When conveying incidents of DM to a court your evidence need to be detailed and accurate. I seen instances where someone said, "He hits me all the time". Under cross-examination it eventuates that there have been two instances where the party was struck. So making the statement "he hits me all the time" is a gross exaggeration and inaccurate.

I've seen a mother say in court, "He doesn't pay child support". It eventuated as fact that the father did make a couple of small child support payments - much less than he was required under CSA assessment. But the statement that he absolutely paid no child support adversely affected her credit and brought into question the entirety of her evidence because the statement wasn't true.

So the way in which you present DM or child abuse evidence to the court is very important.

I'd like to understand you comment and situation better - but need more information.

4MYDAUGHTER
reallyconfused said
 … that's based on the assumption that the respondent actually ACKNOWLEDGES the intervention order.
I just assumed and took it to mean a DEFENDANT in an ADVO proceeding (NSW) and not the the APPLICANT (Could be the PINOP Person(s) in need of protection but not always)

Executive Secretary - Shared Parenting Council of Australia
 Was my post helpful? If so, please let others know about the FamilyLawWebGuide whenever you see the opportunity
 
In the Judgement of TINDALL & SALDO posted on the Family Court web site recently, the Judge makes to point the lawyers have the obligation to make the court aware of AVO's as follows:

"3. The parties reached interim consent orders on 21 January 2009, which required the child to live with the mother and spend time with the father, some but not all of which time was supervised.
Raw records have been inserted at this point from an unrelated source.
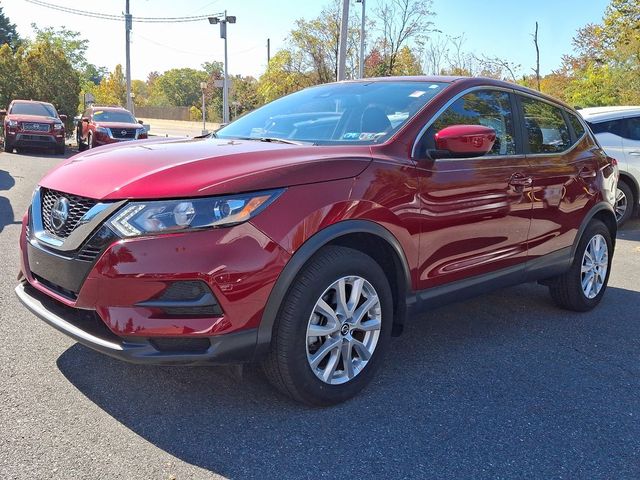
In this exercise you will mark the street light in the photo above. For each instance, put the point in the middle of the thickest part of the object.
(223, 20)
(203, 87)
(361, 63)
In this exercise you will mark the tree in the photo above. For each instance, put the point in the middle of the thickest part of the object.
(51, 76)
(8, 34)
(11, 82)
(402, 21)
(181, 86)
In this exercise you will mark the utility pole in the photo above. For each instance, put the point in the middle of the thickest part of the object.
(225, 87)
(342, 48)
(127, 30)
(268, 51)
(361, 63)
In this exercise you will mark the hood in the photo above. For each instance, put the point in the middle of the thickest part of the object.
(200, 167)
(33, 118)
(118, 125)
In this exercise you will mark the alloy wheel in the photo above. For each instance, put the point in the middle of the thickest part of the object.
(343, 330)
(595, 263)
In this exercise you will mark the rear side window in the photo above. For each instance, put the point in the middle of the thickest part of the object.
(484, 107)
(578, 128)
(546, 130)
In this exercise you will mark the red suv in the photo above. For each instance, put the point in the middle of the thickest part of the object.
(103, 125)
(33, 124)
(304, 234)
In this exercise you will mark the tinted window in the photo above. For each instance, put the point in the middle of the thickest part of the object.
(359, 112)
(546, 130)
(633, 128)
(113, 116)
(484, 107)
(33, 109)
(616, 127)
(578, 128)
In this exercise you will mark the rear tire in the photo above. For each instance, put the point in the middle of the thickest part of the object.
(581, 288)
(351, 335)
(625, 203)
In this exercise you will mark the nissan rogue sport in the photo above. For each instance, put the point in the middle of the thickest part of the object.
(306, 233)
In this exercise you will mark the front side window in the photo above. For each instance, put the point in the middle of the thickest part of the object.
(578, 128)
(633, 128)
(341, 113)
(40, 109)
(546, 130)
(483, 107)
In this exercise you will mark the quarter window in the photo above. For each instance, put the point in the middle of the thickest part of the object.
(546, 130)
(484, 107)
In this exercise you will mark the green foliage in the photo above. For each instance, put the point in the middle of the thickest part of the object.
(49, 76)
(8, 34)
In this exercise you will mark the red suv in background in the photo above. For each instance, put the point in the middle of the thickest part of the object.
(305, 233)
(103, 125)
(28, 123)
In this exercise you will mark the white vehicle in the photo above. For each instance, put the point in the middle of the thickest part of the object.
(618, 131)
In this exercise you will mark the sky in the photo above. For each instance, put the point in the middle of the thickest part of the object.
(500, 28)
Allegations of domestic violence against the father, refuted by him, lay behind the agreement for interim supervision.

4. The complexion of the case changed on or about 4 September 2009 when the mother filed a Form 4 Notice of Child Abuse alleging the fathers sexual abuse of the child. Those allegations, also refuted by the father, led to a cessation of the child spending time with him for a period of months.

10. A police investigation was launched into the mothers allegations against the father, as a consequence of which the father was charged with various offences against both the mother and the child. The father has entered pleas of not guilty to all charges. He was recently arraigned before the District Court of New South Wales and he expects to be tried on those charges towards the end of 2010 or early 2011.

22. The criminal charges pending against the father, according to the submissions made to this Court, have nothing to do with the allegations of child sexual abuse disclosed in the Form 4, or as discussed with the Family Consultant or single expert. The criminal charges relate to allegations of physical and sexual assault of the mother, and a single charge of physical assault in respect of the child.

39. Despite the pending criminal prosecution against the father, in which it is alleged that the mother and child are both victims of his conduct, there is no evidence of any interim or final Apprehended Violence Order in existence involving either party or the child. If there is a relevant Apprehended Violence Order in force then the lawyers have failed in their duty to tender a copy in evidence, as required by section 60CF of the Act."